Insider Trading Joint Venture Rivian-VW, Dua Insinyur Volkswagen Raup Untung Rp5 Miliar

Penulis: Eko Saputro  •  Sabtu, 25 Juli 2026 | 08:59:31 WIB

KALIMANTAN SELATAN — Departemen Kehakiman Amerika Serikat (DoJ) secara resmi mendakwa dua insinyur Volkswagen, Michael Stamp dan Marcus Plank, dengan tuduhan penipuan sekuritas terkait praktik insider trading yang melibatkan joint venture antara VW dan Rivian. Dakwaan yang dibuka akhir pekan lalu oleh Pengadilan Distrik AS untuk Distrik Selatan New York itu mengungkap bahwa kedua insinyur tersebut meraup keuntungan lebih dari 300 ribu dolar AS (sekitar Rp5 miliar) dengan membeli saham dan opsi Rivian sebelum pengumuman publik kemitraan raksasa otomotif itu.

Modus Operandi: Membeli Saham Sebelum Kabar Resmi

Menurut dakwaan, Stamp dan Plank mendapatkan informasi rahasia bahwa VW dan Rivian akan membentuk joint venture dengan nama sandi internal “Project Climb”. Joint venture tersebut fokus pada pengembangan arsitektur kendaraan listrik dan perangkat lunak. Keduanya lantas membeli saham Rivian sebelum pengumuman pada 25 Juni 2024, yang saat itu VW berkomitmen menginvestasikan 5 miliar dolar AS ke Rivian.

Begita pengumuman resmi dirilis, harga saham Rivian langsung naik 23%. Stamp dan Plank lalu menjual seluruh posisi mereka. Stamp mengantongi keuntungan sekitar 250 ribu dolar AS, Plank sekitar 50 ribu dolar AS, dan seorang anggota keluarga dekat Plank juga meraup sekitar 12 ribu dolar AS dari transaksi serupa.

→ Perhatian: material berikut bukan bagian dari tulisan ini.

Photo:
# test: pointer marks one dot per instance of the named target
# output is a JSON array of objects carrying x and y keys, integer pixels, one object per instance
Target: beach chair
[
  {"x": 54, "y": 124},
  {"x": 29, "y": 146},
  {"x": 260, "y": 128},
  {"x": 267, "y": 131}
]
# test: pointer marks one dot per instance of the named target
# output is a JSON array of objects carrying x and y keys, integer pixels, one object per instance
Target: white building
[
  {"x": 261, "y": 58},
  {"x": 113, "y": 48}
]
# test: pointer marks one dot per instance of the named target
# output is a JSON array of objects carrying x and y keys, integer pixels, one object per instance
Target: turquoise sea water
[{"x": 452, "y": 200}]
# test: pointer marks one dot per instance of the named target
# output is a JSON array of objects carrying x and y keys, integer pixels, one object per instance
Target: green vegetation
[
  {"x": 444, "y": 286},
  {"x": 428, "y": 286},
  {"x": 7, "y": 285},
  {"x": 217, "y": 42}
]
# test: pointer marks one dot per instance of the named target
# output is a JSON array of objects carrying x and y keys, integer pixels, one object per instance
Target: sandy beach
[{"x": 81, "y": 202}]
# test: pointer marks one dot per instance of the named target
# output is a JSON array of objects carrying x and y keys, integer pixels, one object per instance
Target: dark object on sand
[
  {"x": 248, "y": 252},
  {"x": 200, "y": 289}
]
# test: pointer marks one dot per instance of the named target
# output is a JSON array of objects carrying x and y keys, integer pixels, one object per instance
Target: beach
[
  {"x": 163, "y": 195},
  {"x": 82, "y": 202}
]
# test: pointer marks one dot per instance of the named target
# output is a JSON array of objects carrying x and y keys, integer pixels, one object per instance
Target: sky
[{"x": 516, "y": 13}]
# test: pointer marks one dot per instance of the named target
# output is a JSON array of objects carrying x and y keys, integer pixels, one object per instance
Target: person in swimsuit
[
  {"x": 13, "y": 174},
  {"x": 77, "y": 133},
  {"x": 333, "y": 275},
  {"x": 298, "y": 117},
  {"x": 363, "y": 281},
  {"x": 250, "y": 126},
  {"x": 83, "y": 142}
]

Sadar Ilegal: Bukti Pencarian di Google

Investigasi mengungkap bahwa kedua insinyur itu sadar perbuatan mereka melanggar hukum. Delapan hari sebelum pengumuman joint venture, Stamp melakukan pencarian di Google dengan kata kunci “statute of limitations insider trading”. Sementara itu, anggota keluarga dekat Plank mencari dalam bahasa Jerman, “how is insider trading prosecuted?”. Hal ini disebut jaksa sebagai bukti kesadaran akan tindak pidana yang dilakukan.

Jaksa AS Jay Clayton dalam pernyataan resmi mengatakan, “Michael Stamp dan Marcus Plank mengeksploitasi informasi rahasia majikan mereka untuk meraup lebih dari 300 ribu dolar AS dalam keuntungan ilegal. Ketika seseorang menyalahgunakan informasi rahasia untuk keuntungan pribadi, mereka merusak prinsip pasar yang adil dan efisien. Insider trading adalah kejahatan yang harus ditindak tegas.”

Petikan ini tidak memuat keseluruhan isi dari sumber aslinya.